India arrests another pigeon from Pakistan, Indian Border Security Forces declare pigeon a spy and demand registration of FIR.
Indian border security forces have made a ridiculous claim of arresting and capturing another Pakistani spy pigeon, in which case Indian police have sought the opinion of legal experts to register a case.
India has claimed that the pigeon flew from Wagah area of Pakistan on April 17 to Roranwala area of India, and the Pakistani pigeon landed on the shoulder of a police constable.
When the spy pigeon was inspected by the police, a paper was tied on its leg. A Pakistani mobile number was written on the white paper with the pigeon’s one leg.
The Pakistani mobile number came from the owner of a motor workshop near Jalu Mor, while the owner of the motor workshop also confirmed the disappearance of the pigeon.
Pigeons as Spy in World War Second
The data indicates that how at that time, pigeons were trained for special missions and for the photographing of sensitive sites inside the Soviet Union.
The CIA believed that animals could fulfil “difficult” tasks for their agency’s unique operations at that time.
Inside the headquarters of CIA in Langley, Virginia, there is a museum, but it is sadly closed to the public. During a visit to interview the then-director, I saw something unusual amid all the bugging devices and the spy gadgets.
In Second World War, a British intelligence agency branch – MI14 (d) – started a Secret Pigeon Service as well, which dropped birds in a container with a parachute over the Occupied Europe. One questionnaire was attached with this. There were over 1,000 pigeons returned with the messages, with the details of V1 rocket launch sites and German radar stations.

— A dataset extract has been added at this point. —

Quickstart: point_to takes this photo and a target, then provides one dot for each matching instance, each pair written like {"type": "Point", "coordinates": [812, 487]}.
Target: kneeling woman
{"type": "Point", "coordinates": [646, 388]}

There was an Operation started at time which was called Tacana would grow out of work done in the 1960s that used different animals. Data reveal the CIA trained a raven to deliver and retrieve little objects of up to 40 grams from the windowsill of inaccessible buildings at that time.
A red flashing laser beam was used to lock the target, and a special lamp would guide the bird back. In one occasion in Europe, the CIA secretly and successfully delivered a spy device by bird to a window.
They also worked at whether migratory birds could place sensors to check whether the enemy had tested chemical weapons or not. at that time there were trials of electric brain stimulation to guide dogs like remotes, although many of the details are still classified.